Medizintechnik

Intelligente Intensivbeatmung dank starkem Prozessormodul

| Autor / Redakteur: nach Unterlagen von Kontron / Margit Kuther

Bellavista-Produktlinie: Neuartiges Beatmungsgerät als Gemeinschaftsprodukt eines Medizintechnik- und eines Embedded-Spezialisten
Bellavista-Produktlinie: Neuartiges Beatmungsgerät als Gemeinschaftsprodukt eines Medizintechnik- und eines Embedded-Spezialisten (Bild: Kontron)

Der Medizinspezialist imtmedical hatte die Vision eines neuartigen Beatmungsgeräts. Realisiert wurde dieses Projekt mit COM-Express-Modulen des Embedded-Spezialisten Kontron.

Plötzlicher Atemstillstand oder akute Atemnot - innerhalb von Sekunden kann in solch kritischen Situationen das Leben des Patienten auf dem Spiel stehen.

Intensivbeatmungsgeräte sind in diesen Fällen unabdingbar, um die betroffene Person über einen gewissen Zeitraum mit Sauerstoff zu versorgen, bis die eigene Atmung wieder einsetzt. Leichte Bedienbarkeit, höchste Funktionalität und integrierte Diagnosefunktionen vereinfachen die Arbeit der Ersthelfer und können für das Überleben der Patienten entscheidend sein.

Imtmedical hat dafür seine Bellavista-Produktlinie entwickelt, die mit COM Express-Modulen von Kontron arbeitet.

Um die Versorgung von Notfallpatienten zu optimieren, stand 2008 beim Schweizer IT-Unternehmen imtmedical, einem international tätigen Lösungsanbieter im Bereich der medizinischen Beatmungstechnik, die Entwicklung eines neuen, innovativen Intensivbeatmungsgeräts auf der Agenda.
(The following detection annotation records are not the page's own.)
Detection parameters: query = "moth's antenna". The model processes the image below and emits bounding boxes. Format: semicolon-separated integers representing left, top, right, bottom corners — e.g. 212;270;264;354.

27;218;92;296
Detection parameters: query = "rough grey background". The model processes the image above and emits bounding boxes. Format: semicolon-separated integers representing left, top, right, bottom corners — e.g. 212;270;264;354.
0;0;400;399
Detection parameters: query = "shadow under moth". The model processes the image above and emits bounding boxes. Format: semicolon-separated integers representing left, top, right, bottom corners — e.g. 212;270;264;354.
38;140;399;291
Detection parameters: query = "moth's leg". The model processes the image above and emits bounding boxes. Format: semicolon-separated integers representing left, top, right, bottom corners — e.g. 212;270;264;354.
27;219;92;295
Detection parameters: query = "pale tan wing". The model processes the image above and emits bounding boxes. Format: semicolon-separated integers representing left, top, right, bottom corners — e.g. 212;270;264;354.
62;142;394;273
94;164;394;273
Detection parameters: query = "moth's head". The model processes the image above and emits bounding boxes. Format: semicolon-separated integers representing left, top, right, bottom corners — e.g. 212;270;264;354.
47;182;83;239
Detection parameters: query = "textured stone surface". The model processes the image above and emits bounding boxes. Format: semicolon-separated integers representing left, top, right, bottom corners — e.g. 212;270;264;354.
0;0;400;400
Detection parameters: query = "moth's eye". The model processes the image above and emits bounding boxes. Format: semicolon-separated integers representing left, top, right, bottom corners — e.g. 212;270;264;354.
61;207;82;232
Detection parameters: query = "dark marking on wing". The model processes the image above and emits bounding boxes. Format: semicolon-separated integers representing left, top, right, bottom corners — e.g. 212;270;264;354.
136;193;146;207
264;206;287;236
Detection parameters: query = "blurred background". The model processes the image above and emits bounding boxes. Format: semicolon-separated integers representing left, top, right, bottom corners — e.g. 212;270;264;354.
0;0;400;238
Die Vision war es, ein Gerät zu entwickeln, das sich durch eine neuartige Bedienung auszeichnet und höchste Beatmungsperformance sowie verlässliche Diagnosemöglichkeiten integriert. Damit wollte imtmedical im medizinischen Beatmungsumfeld neue Standards setzen.

Für das Projekt holte sich das Unternehmen den erfahrenen Technologiehersteller IMT AG mit ins Boot. 2013 konnten als Resultat dieser Technologiepartnerschaft die Produkte Bellavista 950 und 1000 präsentiert werden.

„Kernelement des Systems ist ein COM Express-Modul von Kontron“, erklärt Daniel Müller, Development Team Manager und Projektleiter bei der IMT AG. „Bereits in der Evaluationsphase zeichnete sich dieses Produkt durch seine Leistungsfähigkeit sowie seine Vielfalt an Funktionalitäten aus und hob sich deutlich von der Konkurrenz ab. Für unsere Neuentwicklungen konnten wir damit vom Start weg einen deutlichen Marktvorteil erreichen.“

Innovation trifft auf Revolution

„Making ideas work“ – ist das Motto des Schweizer Unternehmens IMT AG, das seit mehr als 20 Jahren innovative Produkte und Softwarelösungen herstellt. Damit verhilft die Technologieschmiede Kunden aus aller Welt zum Markterfolg in ihren spezifischen Branchen.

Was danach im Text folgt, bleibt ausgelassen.